Lately I’ve been experiencing a lot of fear around missing out on people and things. You know, “FOMO.” Something I’ve never really had in my life before. But as I begin to transition into what’s next and level up in all areas of my life… the fear of missing out has been strangely intense at times.
You see, life’s been calling me to step it up lately. To play a very different game with new people and challenges… and to walk away from all that’s known, comfortable, and familiar. It’s caused me to turn my attention towards a totally new and different path. A path that’s already taken me into new experiences, a new business model, and a whole new tribe.
But what about this life I’ve built?
What about the community that’s held me for so long?
And what about the body of work I fought so hard to create?

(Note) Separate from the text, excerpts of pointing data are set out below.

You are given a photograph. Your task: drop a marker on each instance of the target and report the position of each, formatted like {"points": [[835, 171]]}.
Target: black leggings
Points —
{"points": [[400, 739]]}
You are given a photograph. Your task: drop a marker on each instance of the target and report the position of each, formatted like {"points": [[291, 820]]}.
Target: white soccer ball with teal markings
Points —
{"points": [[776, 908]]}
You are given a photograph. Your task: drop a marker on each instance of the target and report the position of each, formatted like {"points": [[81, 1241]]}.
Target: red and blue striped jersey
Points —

“I think it’s grief,” a soul sister said to me recently. “You’re grieving the life you’re leaving behind and the person you used to be inside of it.”
“YES,” I responded, “that’s so true.”
Fear of having to start over or begin again. Fear of failure when there’s so much new you have to learn. And when your grief stems from a place of letting go… it comes with a lot of fear of missing out. Because when you’re asked to walk a new path that carries you away from what’s familiar, from those who’ve kept you safe and loved and happy, it’s terrifying to think about your known, comfortable life and community continuing on without you.
Until you learn to keep facing forward.
To not look back longingly at what used to be.
And to stop focusing on all that you’ve left behind.
My heart leapt as his words landed.
Because he was so right.
I closed my eyes and imagined what that meant. Pouring myself into my writing, my art, my new passion for photography. Traveling and exploring and meeting adventurous, kindred souls along the way. People as free spirited and spontaneous as me. Experiencing so much of what life and living in this world has to offer. Building this new body of work that creates the change and impact I desire to make. More living and laughing and loving with people who see me fully, who love me for exactly who I am. More depth of connection, conversations about everything and nothing all at once… under the stars, around campfires, in new spaces. And more nature. So much more nature.
Just like that, the fear vanished.
Because my heart was happy and my soul felt full.
Just at the thought of feeding that part that’s coming alive.
And the doing? The actual feeding of the part that’s coming alive? Meeting new people and having new experiences? Pouring myself into the work?
Well… that feels even better than the thinking about it.
It’s shifted so much for me, so quickly.
So, don’t feed the wounding or the fear.
Keep facing forward and stop focusing on what you’ve left behind.
Feed the part of you that’s coming alive.